Germany’s Ifo Institute has raised its economic growth forecasts, signaling a cautious shift after several stagnant years. Official figures now show Germany’s GDP will grow by 0.3% in 2025 and by 1.5% in 2026, up from previous projections of 0.2% and 0.8%.
The Ifo Institute, a leading economic research body, attributes this upgrade to new government policies and a marked increase in public spending. The German government has approved a €46 billion tax relief package for businesses, running from 2025 through 2029.
Lawmakers also relaxed borrowing rules for defense spending, allowing for a significant increase in government outlays. These measures aim to boost investment and reverse the persistent weakness seen in German industry since 2017.
After three years of near-zero growth and recession, the Ifo Institute reports that the economy reached its lowest point during the last winter. Fiscal stimulus is expected to add €10 billion in 2025 and €57 billion in 2026.
This extra spending should lift growth by 0.1 and 0.7 percentage points in those years, compared to a scenario without these measures. Despite these efforts, challenges remain.

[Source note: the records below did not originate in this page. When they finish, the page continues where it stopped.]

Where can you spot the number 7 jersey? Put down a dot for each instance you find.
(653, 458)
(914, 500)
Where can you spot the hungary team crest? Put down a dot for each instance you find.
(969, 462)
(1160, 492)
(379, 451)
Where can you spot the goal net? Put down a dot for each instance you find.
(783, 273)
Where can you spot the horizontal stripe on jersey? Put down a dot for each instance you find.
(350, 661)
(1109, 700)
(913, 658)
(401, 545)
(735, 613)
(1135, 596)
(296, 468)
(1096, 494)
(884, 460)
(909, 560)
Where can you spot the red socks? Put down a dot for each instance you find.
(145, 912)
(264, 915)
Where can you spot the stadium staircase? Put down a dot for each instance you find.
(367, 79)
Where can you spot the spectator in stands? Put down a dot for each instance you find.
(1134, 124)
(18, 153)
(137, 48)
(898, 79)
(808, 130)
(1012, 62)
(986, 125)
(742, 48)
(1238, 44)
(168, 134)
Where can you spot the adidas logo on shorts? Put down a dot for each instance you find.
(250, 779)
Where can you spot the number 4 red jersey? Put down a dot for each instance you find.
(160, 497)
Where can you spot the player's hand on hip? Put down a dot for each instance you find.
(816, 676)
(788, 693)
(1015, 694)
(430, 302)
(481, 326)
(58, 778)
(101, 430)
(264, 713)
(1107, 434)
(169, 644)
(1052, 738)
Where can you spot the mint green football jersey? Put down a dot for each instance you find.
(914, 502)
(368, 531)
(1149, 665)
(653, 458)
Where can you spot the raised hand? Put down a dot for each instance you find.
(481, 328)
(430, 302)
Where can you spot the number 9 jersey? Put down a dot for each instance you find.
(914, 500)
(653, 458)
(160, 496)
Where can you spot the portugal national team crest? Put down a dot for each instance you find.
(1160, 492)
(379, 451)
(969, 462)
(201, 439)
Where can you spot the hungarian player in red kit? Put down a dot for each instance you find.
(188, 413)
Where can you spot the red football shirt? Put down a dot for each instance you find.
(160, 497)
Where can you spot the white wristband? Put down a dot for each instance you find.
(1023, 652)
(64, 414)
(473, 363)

Germany’s industrial sector still operates below capacity, and the government deficit will rise from 2.3% of GDP in 2025 to 3.4% in 2026. Inflation is forecast to stay close to the European Central Bank’s 2% target.
The real story is that Germany’s recovery depends on these fiscal measures working as intended. For businesses, this means new opportunities but also continued uncertainty as the country tries to regain its footing.